The reports quoted above also give examples that this not an unsubstantiated fear but already has become reality.
There are ‚first reports of skirmishes between different village militias that want to settle old scores from the civil war’ writes Boege from Kunduz. Other militias ‘primarily stop Pashtuns, search them and take their mobile phones away’, according to a resident of Imam Sahib district. ‚And they demand food from restaurant owners arguing that they would provide them with security.’
From Baghlan we received reports that Tajik groups (with Jamiat links) got the permission from Kabul to take up arms which raised concern amongst neighboring Pashtuns (with Hezb links) who used their connections in Kabul also to obtain weapons. Here, the risk becomes obvious that militias might deepen existing ethnic tensions and give rise to older inter-factional conflicts again.
Jonathan S. Landay from the McClatchy group of newspapers alreadyshowed in August that militias actually could drive other people to join the insurgency. He quotes a local school director from Baghlan-e Jadid: ‘These arbakai take food from villagers by force and taxes by force. My relatives went several times to complain to the authorities. When the arbakai found out, they beat my relatives. So they joined the Taliban to keep their prestige and honor’ (‘Taliban’s growth in Afghanistan’s north threatens to expand war’, 28 August).
Gebauer warns against another risk. He reports ‘delicate situations’ between militias and ISAF soldiers. One German officer says: ‘From afar, we saw armed men standing there, […] but how should we distinguish them from Taliban and other criminals and how should we know whether they will attack us?’
A BBC report from Paktia (Ian Pannell: ‘Can militias contain the Taleban?’ 21 February 2009) possibly shows how it could work, with real arbaki:
‘A lone gunman comes into view as we drive across the frozen plateau of Ahmadabad district. We are eyed closely. As we move along the road, more gunmen appear, standing guard at junctions, checking cars along the road, keeping watch outside buildings.

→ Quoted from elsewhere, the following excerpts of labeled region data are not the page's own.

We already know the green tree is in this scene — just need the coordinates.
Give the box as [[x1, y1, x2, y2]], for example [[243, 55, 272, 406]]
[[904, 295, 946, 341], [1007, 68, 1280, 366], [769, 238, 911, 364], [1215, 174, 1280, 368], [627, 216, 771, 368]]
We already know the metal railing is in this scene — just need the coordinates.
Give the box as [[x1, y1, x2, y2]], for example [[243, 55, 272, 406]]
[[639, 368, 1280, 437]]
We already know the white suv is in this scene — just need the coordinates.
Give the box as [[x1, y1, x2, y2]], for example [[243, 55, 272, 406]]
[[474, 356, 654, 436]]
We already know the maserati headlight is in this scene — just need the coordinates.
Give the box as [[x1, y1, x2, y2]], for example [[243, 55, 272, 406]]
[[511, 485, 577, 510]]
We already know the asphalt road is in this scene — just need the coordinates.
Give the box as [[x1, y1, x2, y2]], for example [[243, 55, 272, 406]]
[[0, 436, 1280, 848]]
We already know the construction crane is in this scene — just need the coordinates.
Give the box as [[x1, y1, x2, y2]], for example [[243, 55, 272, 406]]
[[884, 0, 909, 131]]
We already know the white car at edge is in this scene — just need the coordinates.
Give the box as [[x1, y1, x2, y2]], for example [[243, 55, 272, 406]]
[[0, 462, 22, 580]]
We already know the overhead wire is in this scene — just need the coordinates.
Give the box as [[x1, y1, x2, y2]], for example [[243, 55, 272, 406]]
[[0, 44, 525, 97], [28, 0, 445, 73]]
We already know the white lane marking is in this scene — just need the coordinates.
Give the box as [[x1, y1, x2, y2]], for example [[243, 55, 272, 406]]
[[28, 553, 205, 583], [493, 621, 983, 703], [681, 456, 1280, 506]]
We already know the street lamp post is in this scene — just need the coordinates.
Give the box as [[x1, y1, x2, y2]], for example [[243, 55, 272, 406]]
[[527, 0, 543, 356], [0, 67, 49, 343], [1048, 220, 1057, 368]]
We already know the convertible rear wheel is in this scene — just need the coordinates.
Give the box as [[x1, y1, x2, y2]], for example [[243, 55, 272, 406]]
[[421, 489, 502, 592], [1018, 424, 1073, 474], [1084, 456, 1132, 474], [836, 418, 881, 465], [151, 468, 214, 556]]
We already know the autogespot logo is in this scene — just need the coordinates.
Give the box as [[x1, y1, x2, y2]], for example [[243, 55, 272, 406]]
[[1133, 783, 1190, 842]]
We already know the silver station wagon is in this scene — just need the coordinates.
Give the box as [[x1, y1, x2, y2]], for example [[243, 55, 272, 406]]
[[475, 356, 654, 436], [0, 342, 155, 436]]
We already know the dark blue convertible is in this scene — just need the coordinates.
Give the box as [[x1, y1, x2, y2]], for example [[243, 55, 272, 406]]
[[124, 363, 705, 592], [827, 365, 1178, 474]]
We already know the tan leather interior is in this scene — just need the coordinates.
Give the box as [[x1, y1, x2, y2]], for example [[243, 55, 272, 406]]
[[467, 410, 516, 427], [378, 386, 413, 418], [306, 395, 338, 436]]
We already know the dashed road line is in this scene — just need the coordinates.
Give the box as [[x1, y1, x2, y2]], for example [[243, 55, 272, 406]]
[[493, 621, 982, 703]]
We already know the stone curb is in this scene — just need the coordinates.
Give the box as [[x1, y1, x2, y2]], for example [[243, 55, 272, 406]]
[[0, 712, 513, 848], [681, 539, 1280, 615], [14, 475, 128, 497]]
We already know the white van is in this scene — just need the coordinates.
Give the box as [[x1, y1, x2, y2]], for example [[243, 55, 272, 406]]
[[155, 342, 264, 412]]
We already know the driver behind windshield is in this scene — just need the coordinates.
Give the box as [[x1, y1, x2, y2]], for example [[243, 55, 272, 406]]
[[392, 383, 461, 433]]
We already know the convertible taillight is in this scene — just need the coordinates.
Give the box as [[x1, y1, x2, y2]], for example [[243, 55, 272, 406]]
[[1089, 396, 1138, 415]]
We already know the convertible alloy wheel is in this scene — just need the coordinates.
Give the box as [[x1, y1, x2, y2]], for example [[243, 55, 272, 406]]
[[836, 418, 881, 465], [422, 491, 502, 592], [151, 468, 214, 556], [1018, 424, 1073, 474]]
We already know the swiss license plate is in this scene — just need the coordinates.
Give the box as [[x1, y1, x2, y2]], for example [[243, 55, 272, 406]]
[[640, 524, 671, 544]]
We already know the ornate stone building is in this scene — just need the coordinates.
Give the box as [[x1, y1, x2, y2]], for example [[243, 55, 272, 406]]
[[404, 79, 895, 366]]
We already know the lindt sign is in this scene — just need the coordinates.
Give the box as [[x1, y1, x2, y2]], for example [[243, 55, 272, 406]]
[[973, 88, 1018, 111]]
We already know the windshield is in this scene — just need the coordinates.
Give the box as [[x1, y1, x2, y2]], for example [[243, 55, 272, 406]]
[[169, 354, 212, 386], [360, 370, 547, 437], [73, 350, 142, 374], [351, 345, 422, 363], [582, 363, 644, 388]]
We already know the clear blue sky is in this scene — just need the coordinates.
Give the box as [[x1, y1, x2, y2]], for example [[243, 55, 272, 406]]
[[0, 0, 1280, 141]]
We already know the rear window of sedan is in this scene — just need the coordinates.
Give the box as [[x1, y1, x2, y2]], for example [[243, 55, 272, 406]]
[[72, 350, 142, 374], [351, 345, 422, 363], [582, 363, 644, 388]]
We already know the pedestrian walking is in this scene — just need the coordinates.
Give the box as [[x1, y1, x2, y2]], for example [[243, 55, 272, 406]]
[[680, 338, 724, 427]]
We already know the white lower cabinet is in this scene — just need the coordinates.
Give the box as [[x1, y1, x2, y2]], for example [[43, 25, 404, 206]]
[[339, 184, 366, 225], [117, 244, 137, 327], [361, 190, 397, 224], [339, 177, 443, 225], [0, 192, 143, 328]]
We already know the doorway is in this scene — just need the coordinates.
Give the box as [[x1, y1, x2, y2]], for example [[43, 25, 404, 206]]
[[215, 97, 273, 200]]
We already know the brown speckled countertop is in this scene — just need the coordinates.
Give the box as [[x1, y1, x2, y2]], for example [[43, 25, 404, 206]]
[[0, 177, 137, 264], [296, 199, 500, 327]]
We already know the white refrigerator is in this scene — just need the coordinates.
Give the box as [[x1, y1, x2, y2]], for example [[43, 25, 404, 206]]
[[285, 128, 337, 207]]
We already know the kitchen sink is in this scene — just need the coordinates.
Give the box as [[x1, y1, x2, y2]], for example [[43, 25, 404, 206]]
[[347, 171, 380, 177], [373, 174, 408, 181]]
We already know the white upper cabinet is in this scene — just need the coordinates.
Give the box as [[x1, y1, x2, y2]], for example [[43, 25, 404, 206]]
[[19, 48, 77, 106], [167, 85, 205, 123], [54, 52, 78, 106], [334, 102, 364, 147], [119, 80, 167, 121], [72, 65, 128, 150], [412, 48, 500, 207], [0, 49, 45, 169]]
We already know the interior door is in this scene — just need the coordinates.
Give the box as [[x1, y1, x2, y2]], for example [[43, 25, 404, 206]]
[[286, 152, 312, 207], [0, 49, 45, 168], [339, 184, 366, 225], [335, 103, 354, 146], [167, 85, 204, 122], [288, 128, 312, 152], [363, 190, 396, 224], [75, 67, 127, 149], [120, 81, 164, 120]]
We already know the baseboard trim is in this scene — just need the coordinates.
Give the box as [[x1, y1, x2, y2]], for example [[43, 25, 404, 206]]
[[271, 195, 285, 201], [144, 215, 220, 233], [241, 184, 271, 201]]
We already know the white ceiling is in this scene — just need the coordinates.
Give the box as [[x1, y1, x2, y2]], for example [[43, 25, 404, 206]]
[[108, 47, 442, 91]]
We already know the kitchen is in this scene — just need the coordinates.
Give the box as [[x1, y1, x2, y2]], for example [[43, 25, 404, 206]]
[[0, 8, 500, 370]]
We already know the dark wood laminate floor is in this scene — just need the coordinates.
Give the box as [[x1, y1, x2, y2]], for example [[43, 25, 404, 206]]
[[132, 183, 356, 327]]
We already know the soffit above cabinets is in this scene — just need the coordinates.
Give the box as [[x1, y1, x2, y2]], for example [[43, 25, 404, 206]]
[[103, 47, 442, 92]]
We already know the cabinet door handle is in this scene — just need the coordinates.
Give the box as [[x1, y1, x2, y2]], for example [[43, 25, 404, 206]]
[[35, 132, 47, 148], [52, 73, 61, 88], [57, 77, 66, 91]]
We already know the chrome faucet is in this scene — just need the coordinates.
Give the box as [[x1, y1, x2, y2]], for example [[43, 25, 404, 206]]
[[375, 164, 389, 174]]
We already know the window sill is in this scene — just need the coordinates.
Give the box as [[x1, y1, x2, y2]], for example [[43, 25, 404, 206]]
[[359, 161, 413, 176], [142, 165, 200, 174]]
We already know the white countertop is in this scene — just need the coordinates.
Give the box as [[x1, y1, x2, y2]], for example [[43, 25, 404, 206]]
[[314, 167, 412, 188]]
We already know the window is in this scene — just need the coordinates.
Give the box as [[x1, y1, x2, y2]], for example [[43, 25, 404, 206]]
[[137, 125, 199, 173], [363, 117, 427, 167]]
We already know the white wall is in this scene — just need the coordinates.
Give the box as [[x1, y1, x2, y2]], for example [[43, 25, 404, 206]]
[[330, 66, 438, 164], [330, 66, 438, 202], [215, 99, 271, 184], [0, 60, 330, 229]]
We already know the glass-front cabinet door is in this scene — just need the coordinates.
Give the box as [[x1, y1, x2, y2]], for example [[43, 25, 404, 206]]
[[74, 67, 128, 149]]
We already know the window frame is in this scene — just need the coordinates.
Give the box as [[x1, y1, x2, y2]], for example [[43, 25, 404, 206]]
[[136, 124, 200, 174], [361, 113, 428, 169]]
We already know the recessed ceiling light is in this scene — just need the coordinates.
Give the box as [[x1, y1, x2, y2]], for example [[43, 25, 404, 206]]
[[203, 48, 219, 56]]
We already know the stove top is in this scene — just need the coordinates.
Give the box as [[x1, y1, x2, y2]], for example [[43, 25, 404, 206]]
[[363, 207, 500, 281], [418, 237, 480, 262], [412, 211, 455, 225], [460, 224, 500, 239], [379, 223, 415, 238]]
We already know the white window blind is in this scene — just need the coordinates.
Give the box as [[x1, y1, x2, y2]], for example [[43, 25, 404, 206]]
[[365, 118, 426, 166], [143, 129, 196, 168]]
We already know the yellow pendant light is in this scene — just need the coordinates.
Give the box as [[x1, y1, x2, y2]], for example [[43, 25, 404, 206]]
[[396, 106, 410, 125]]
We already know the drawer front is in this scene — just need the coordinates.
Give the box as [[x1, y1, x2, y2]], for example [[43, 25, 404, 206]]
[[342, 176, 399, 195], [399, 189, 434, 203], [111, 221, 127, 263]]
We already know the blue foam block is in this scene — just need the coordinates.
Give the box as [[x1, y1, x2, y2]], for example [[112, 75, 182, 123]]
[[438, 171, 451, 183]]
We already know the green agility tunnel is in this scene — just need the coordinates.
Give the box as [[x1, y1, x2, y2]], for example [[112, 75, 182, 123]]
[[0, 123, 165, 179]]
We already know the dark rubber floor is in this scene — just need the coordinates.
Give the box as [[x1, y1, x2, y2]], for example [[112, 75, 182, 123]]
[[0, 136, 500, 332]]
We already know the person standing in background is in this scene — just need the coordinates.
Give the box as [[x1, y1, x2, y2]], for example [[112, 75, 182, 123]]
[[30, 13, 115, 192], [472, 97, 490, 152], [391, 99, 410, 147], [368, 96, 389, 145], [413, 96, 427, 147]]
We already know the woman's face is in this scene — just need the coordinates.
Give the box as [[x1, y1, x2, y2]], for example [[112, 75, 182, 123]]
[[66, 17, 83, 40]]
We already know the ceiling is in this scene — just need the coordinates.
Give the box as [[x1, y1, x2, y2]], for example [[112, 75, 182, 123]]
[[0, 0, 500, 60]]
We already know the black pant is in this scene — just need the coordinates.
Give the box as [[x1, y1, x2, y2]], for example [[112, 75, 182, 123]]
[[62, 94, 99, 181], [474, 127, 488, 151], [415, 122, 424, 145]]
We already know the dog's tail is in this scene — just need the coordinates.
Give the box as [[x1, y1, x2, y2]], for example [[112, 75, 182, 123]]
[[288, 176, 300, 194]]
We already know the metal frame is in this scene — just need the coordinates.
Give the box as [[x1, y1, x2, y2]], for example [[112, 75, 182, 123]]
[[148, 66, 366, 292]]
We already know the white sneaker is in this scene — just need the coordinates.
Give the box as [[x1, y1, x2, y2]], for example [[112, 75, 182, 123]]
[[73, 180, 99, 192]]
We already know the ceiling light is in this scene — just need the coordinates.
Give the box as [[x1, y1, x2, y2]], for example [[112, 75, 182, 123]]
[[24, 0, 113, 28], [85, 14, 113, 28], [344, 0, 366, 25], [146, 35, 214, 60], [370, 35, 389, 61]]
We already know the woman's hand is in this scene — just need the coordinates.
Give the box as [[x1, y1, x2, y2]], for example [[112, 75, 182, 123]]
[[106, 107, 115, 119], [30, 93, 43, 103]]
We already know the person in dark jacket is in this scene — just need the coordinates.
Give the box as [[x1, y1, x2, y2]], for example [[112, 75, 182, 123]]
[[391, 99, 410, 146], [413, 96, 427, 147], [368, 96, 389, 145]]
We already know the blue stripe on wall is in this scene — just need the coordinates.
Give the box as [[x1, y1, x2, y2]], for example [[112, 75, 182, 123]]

We are in the centre of Paktia province, in south-eastern Afghanistan. […] The Taleban and al-Qaeda have a growing presence here and clashes between them and government and foreign forces have escalated. But Ahmadabad district is an exception, thanks to the gunmen of the Arbakai, a tribal militia that has protected this area and its people for centuries, making it something of a safe-haven from the violence all around.
[…] They are a volunteer force of men and boys, armed with old rifles and true grit. They are part of a traditional code of conduct and honour called Pashtunwali.’
But then the key sentences come:
‘Some think the Arbakai provide a role model for stemming the violence elsewhere in the country. A little more than a year ago, British Prime Minister Gordon Brown spoke about “community defence initiatives” as a way of dismantling the insurgency. It received a cold reception from Washington at the time but since then the US, together with the Afghan government, has been fine-tuning a variation on the theme of putting local people in charge of their own security. They will be called a “Public Protection Force” (PPF) and come under the control of the ministry of the interior. […] The first trial run will [has] start[ed] in Wardak […] The government is adamant they will be different from the Arbakai and emphatically “not a militia”.’
The Taleban already reported attacks on tribal militia from Alisheng district (Laghman province), Farah, Nerkh (Wardak), Bak and Saberi (Khost).